Agiotage

[172] Agiotage (franz., spr. āschiotāsch') nennt man den Betrieb von Spekulationsgeschäften, die lediglich aus Preisschwankungen im Geld-, Waren- und Effektengeschäft Vorteil zu ziehen suchen, namentlich solche Spekulationen, die sich unsolider und selbst unredlicher Mittel, wie der Verbreitung falscher Gerüchte, Scheinoperationen, trügerischer Reklame etc. bedienen, um die Kurse künstlich zu treiben und zu drücken. Die A. ist also in diesem Sinne gleichbedeutend mit dem Betrieb verwerflicher Differenzgeschäfte und wird deswegen auch oft schlechthin als Wind- und Schwindelhandel (in England stock-jobbery) bezeichnet. Für die Zwecke der A. vorzüglich geeignet sind diejenigen an der Börse gehandelten Gegenstände, deren Preise häufigen Schwankungen unterliegen (Aktien neugegründeter Unternehmungen, die sogen. »internationalen« Papiere etc., Waren mit stark wechselnder Produktion oder Zufuhr, wie Getreide, Spiritus, Petroleum etc.). Der Agioteur, in Paris Coulissier (s. Kulisse), in London Jobber (s. d.) genannt, d.h. derjenige, welcher sich an der Börse gewerbsmäßig der A. widmet, hat um so mehr Hoffnung auf Gewinn, je mehr er durch großen Kapitalbesitz in den Stand gesetzt ist, die Kurse zu beherrschen und die Masse der kleinen Börsenspieler durch wirkliche Käufe und Verkäufe in solche Bewegung zu setzen, die den eignen im geheimen betriebenen Absichten am günstigsten sind.

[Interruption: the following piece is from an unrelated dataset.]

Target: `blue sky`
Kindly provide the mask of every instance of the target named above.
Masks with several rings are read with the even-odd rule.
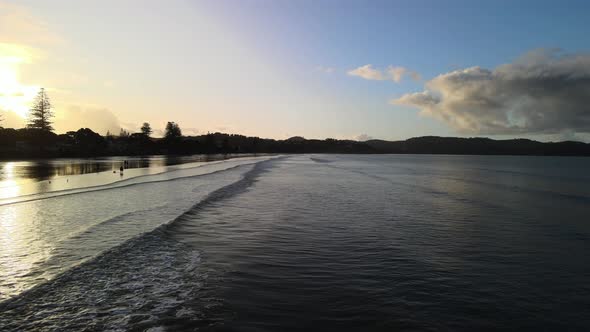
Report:
[[[515,129],[502,123],[504,129],[494,131],[498,121],[513,114],[494,108],[491,112],[499,113],[493,123],[480,123],[475,115],[466,116],[464,105],[452,109],[455,100],[426,110],[414,99],[392,102],[414,92],[444,94],[450,91],[447,85],[436,91],[429,81],[474,66],[493,71],[538,49],[586,56],[586,1],[1,3],[15,12],[7,17],[28,15],[20,21],[53,36],[50,42],[29,38],[37,30],[25,23],[20,34],[0,27],[0,45],[43,54],[19,65],[19,84],[46,86],[50,93],[53,88],[62,121],[70,126],[80,125],[81,120],[71,120],[77,116],[100,118],[107,112],[112,121],[99,131],[117,126],[135,130],[143,121],[160,128],[173,120],[187,133],[221,130],[275,138],[485,135],[546,140],[587,133],[583,126],[568,127],[575,119],[555,130],[546,124]],[[560,57],[547,56],[541,65],[567,62]],[[403,68],[421,80],[409,74],[399,82],[371,80],[349,73],[368,64],[383,73],[389,66]],[[60,76],[69,78],[55,79]],[[71,76],[79,77],[78,83]],[[509,84],[497,83],[502,91]],[[514,98],[529,96],[527,91]],[[572,103],[567,101],[567,107]],[[449,116],[467,122],[458,125]],[[522,116],[522,123],[534,122]]]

Gegen die A. richtet sich das Börsengesetz von 1896, das den Börsenterminhandel in verschiedenen Wertpapieren und in Getreide und Mühlenfabrikaten untersagt, sowie die Rechtsprechung, die in neuester Zeit Differenzgeschäfte als nicht klagbar erklärt. Vgl. Differenzgeschäfte.

Quelle:
Meyers Großes Konversations-Lexikon, Band 1. Leipzig 1905, S. 172.